B.J. Penn vs. Rory MacDonald: Why You Can't Count Penn Out

Matt MolgaardCorrespondent IIIDecember 7, 2012

PHILADELPHIA - AUGUST 08:   Lightweight champion BJ Penn (R) battles Kenny Florian during their lightweight championship title bout at UFC 101: Declaration at the Wachovia Center on August 8, 2009 in Philadelphia, Pennsylvania.  (Photo by Jon Kopaloff/Getty Images)
Jon Kopaloff/Getty Images

Rory MacDonald has a bright future in this sport. He’s young, refined, big and powerful. And the scary thing is, he’s only going to get bigger, stronger and more polished as a fighter.

He’s ahead of the curve, simply put, and he’s gutsy enough to challenge elite competition in order to better himself. MacDonald is a nightmare on two legs who looks like he’ll be in title contention in the not-so-distant future.

B.J. Penn, on the other hand, is ten years older than MacDonald at 33 and has been through more wars than MacDonald can conceive of.

His best days look to be behind him.

Penn’s still a wicked grappler with a brick of concrete for a head and dynamite in his fists, but he’s lost a few steps over the years. Being an overachiever can do that to a fighter. Let’s face it: Penn’s been a part of a series of fights he had no business being involved in. Amazingly, he won a handful of them.

These two will collide Saturday night, and every line of logic leads directly to a victory for Rory. At this point in time, the Canadian’s weapons look far more threatening than those possessed by Penn. As a nearly 20-year follower of the sport, I’ve seen B.J. blossom from a highly touted jiu jitsu prospect to a well-rounded machine who’s held more than a single title. Knowing his days are limited is admittedly a bit heartbreaking.

But life is life. Analysts are leaning in Rory’s direction for this fight, and in all likelihood that’s not unreasonable. If I were a betting man, I’d drop a few dimes on the kid myself. But B.J. Penn isn’t out of this fight, by any means.

“The Prodigy” has been scrutinized in the past. Accusations of laziness in the gym, poor dieting and too much play time have plagued the man for years. As his career winds down, Penn is realizing the significance of leaving behind a truly lasting legacy.

You’ve probably read the rumors of Penn’s newfound motivation and peak physical condition in preparation for this encounter.

Believe those rumors.

For B.J. Penn, a place in the history books is at stake here.

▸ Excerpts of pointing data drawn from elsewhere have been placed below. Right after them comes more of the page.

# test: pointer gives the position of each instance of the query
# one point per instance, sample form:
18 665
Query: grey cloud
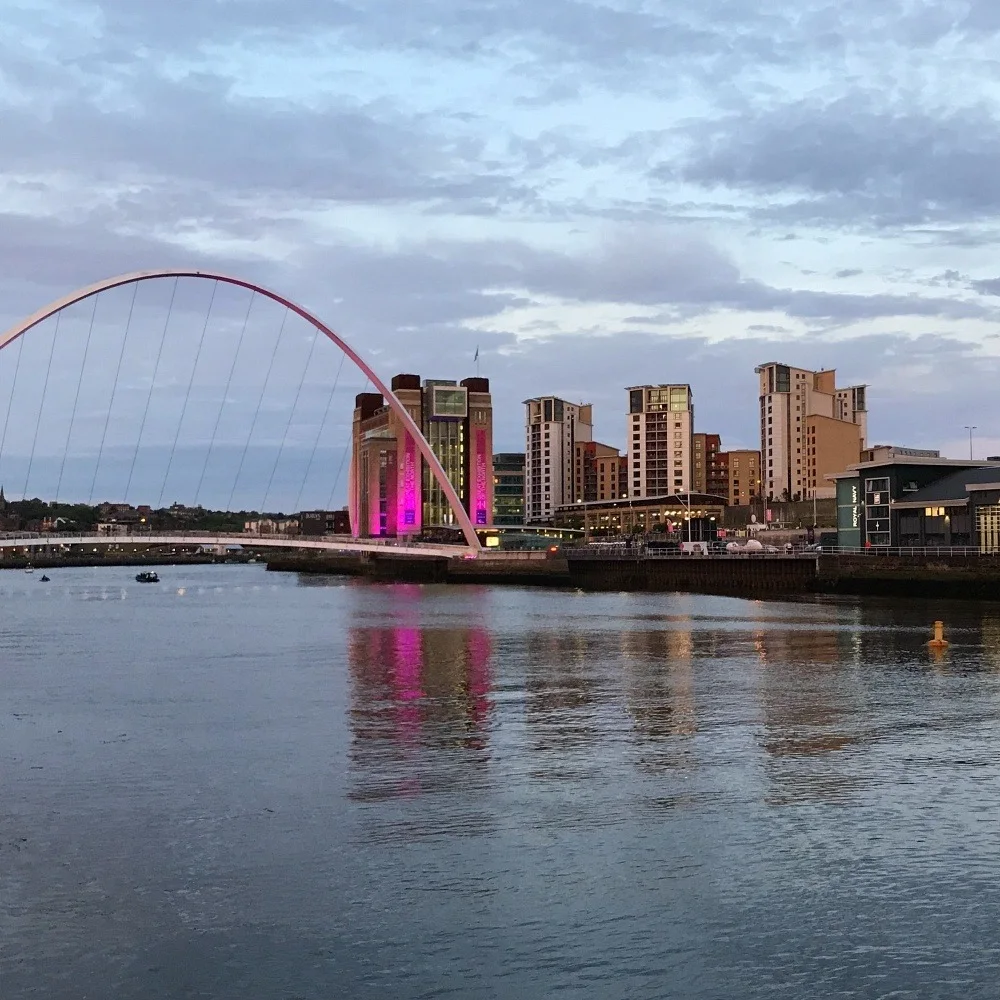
853 156
192 130
987 286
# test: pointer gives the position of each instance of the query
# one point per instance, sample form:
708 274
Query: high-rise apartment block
598 472
508 488
660 424
742 476
708 468
808 429
392 492
553 427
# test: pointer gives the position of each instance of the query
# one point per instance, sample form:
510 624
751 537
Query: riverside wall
519 569
747 577
951 576
962 577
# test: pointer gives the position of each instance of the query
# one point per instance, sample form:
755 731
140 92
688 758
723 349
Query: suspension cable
76 398
260 400
319 432
152 385
187 395
225 393
41 405
343 457
10 400
291 415
114 390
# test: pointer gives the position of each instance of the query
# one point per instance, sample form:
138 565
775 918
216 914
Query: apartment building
709 473
742 476
809 429
392 492
597 472
508 488
553 428
659 434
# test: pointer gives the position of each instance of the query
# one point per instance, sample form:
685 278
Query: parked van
694 548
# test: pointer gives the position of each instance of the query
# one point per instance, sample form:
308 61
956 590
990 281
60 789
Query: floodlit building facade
553 429
659 434
809 430
392 491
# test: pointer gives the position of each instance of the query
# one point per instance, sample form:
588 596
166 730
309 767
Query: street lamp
970 429
687 503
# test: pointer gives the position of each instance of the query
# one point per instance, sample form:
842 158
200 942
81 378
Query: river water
237 784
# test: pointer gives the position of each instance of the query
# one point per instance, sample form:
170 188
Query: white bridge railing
218 540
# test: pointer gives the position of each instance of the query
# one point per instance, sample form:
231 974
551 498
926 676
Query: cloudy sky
595 193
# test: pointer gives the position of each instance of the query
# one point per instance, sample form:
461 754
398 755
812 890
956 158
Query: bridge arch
135 277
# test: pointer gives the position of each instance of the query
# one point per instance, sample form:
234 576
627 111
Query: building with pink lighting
392 493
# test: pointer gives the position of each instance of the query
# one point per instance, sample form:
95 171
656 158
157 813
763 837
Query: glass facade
849 513
988 524
877 500
447 440
508 488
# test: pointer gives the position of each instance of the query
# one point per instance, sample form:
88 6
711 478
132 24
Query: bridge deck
60 540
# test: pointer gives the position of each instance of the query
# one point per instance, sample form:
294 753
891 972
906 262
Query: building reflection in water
659 690
813 707
562 691
416 691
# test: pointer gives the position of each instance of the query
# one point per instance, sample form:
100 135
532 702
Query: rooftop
681 500
944 463
955 486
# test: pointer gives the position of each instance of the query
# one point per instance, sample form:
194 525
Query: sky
594 194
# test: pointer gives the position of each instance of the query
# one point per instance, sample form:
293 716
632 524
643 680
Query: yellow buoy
939 641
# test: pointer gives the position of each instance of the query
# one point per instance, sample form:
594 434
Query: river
236 784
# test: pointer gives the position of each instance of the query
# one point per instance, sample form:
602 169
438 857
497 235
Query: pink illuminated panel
408 507
480 496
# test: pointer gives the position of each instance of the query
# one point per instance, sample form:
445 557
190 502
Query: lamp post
970 429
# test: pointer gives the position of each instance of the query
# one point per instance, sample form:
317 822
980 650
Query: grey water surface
237 784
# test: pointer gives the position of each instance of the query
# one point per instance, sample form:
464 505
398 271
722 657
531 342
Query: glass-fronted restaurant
913 502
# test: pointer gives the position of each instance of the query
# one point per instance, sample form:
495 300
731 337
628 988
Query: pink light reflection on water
408 658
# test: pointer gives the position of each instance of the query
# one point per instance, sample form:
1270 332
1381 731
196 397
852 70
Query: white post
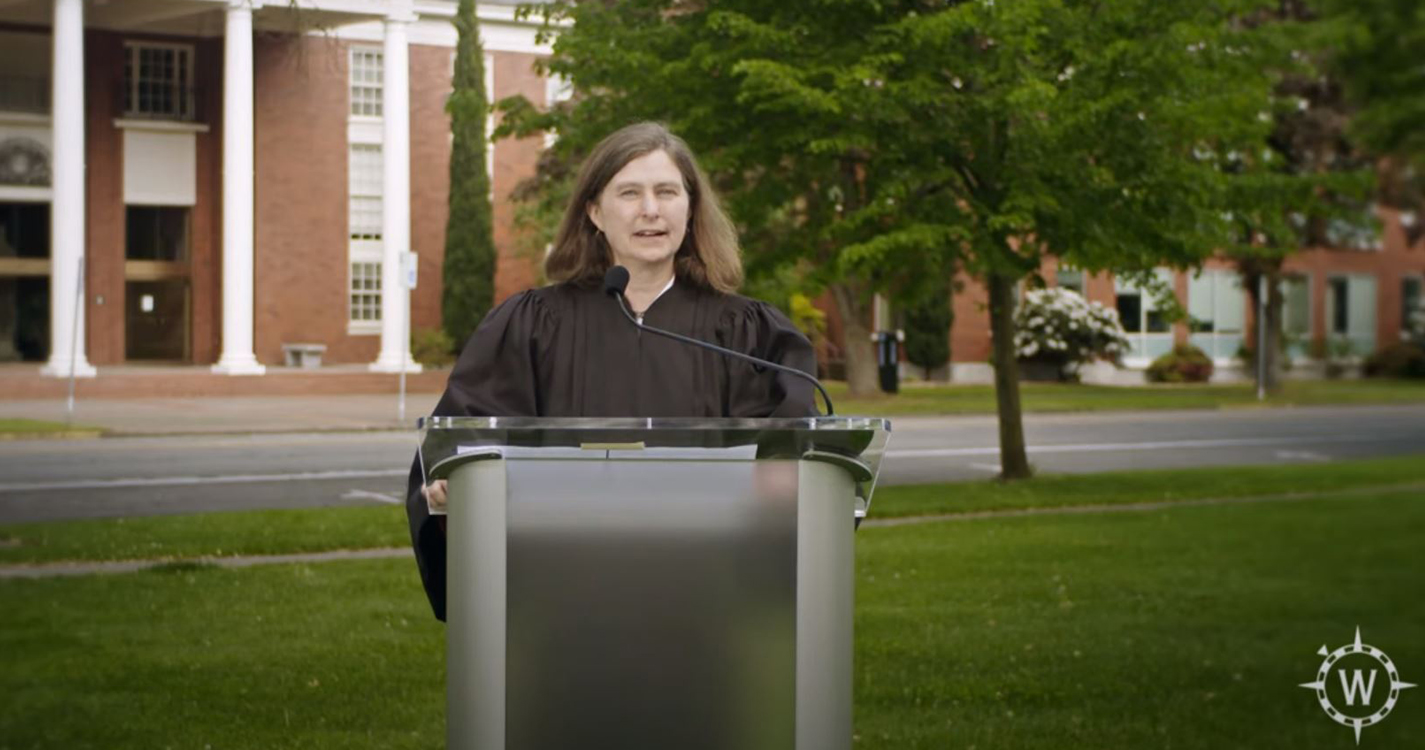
237 193
67 217
1261 337
395 348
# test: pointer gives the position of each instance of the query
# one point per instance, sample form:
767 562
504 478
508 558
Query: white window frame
364 247
1300 348
376 87
184 96
489 120
557 89
364 297
1220 344
1363 337
1144 344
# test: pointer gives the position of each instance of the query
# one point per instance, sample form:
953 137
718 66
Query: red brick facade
301 151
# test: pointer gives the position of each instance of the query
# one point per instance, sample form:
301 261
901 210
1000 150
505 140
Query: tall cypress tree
469 261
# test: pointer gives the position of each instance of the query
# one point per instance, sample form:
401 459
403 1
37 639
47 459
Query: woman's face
643 211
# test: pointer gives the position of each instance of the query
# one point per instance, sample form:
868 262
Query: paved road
133 476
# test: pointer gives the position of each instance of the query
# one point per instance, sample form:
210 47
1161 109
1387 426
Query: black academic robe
567 351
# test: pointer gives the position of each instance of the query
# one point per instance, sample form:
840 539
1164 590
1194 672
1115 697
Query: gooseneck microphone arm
617 280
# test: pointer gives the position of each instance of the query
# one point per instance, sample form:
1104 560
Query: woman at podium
567 350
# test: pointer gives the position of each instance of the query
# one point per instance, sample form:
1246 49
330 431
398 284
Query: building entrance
157 305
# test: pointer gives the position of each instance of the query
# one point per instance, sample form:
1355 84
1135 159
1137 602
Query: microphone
616 280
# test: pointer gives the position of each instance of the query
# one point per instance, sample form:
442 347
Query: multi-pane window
364 191
158 80
366 72
1351 312
365 291
1069 277
1412 315
1149 331
1216 307
1296 314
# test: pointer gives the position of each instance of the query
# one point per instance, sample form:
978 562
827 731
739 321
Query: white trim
499 32
364 130
24 119
26 194
160 126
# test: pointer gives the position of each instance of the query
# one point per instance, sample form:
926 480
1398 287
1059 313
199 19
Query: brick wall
104 197
429 177
299 121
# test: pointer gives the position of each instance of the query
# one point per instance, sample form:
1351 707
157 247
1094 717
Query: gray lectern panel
651 603
825 606
475 606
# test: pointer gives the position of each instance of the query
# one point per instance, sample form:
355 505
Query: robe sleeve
493 377
763 331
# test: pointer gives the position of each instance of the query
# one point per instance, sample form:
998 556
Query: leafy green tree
469 258
885 143
928 324
1378 60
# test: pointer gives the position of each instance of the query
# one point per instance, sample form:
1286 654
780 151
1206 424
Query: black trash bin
888 358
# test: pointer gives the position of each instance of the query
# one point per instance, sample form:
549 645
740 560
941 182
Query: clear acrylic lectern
651 583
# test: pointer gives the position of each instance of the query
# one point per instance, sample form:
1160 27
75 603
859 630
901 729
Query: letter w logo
1357 685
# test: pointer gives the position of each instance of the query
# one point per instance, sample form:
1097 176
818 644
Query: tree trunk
1267 378
1013 462
861 355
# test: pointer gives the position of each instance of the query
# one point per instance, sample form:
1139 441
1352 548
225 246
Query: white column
237 193
67 217
395 298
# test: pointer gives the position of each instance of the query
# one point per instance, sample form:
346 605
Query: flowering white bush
1059 327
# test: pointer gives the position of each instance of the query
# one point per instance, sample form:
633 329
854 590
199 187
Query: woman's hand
435 494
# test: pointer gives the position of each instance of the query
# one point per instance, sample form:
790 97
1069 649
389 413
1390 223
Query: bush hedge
1183 364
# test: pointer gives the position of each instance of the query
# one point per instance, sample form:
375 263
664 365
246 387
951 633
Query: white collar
656 298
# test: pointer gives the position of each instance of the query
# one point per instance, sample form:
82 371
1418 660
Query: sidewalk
230 414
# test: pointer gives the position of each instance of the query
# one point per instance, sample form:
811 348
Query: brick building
235 176
247 174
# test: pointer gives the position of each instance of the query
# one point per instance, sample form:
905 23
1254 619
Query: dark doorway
24 281
157 305
156 320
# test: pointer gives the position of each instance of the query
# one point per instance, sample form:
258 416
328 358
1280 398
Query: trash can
888 358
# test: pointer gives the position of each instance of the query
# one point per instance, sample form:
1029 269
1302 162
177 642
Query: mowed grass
1082 398
1179 628
26 428
1159 485
322 529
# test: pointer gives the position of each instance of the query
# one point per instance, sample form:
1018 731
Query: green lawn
1183 628
272 532
1076 398
14 428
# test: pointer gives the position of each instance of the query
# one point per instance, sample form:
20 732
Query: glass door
157 305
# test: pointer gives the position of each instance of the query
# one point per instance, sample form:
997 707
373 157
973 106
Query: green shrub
1402 360
432 347
1183 364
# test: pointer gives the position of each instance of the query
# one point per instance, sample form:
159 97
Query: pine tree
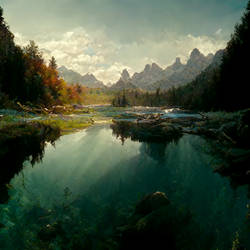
234 81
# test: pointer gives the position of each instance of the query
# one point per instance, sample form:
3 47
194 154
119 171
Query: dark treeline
24 76
131 97
224 87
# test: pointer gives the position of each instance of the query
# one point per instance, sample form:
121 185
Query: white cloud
96 53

People will always remember B.J., but he’s hungry to ensure that fans and peers remember him as a warrior of the greatest stature, willing and able to defy the odds time and again, and not as a lazy fighter who never lived up to his potential.

Saturday night we’ll see a driven Hawaiian inside the Octagon. Physically he’ll be outgunned. But deep down inside, B.J. Penn is still a tougher, grittier guy than Rory MacDonald. (For now. MacDonald will likely develop into a monster of Penn’s nature with time.)

That means he’s got a serious chance at completely derailing the hype train of MacDonald.

At UFC on FOX 5, Rory could very well transition from the next best thing to a prospect that needs a lot of work and a lot more ladder climbing.

Penn’s chin will keep him in this fight while things stay vertical. If he can pump the jab and close the distance, he can break Rory down as the rounds progress. If the fight hits the mat, Penn’s rubber guard could severely hinder MacDonald’s savage ground-and-pound. If we see a frantic scramble, Rory could be in all kinds of trouble: if Penn gets your back, he tends to finish.

Penn has the tools to upset the surging contender tomorrow, and that alone makes this an extremely intriguing fight.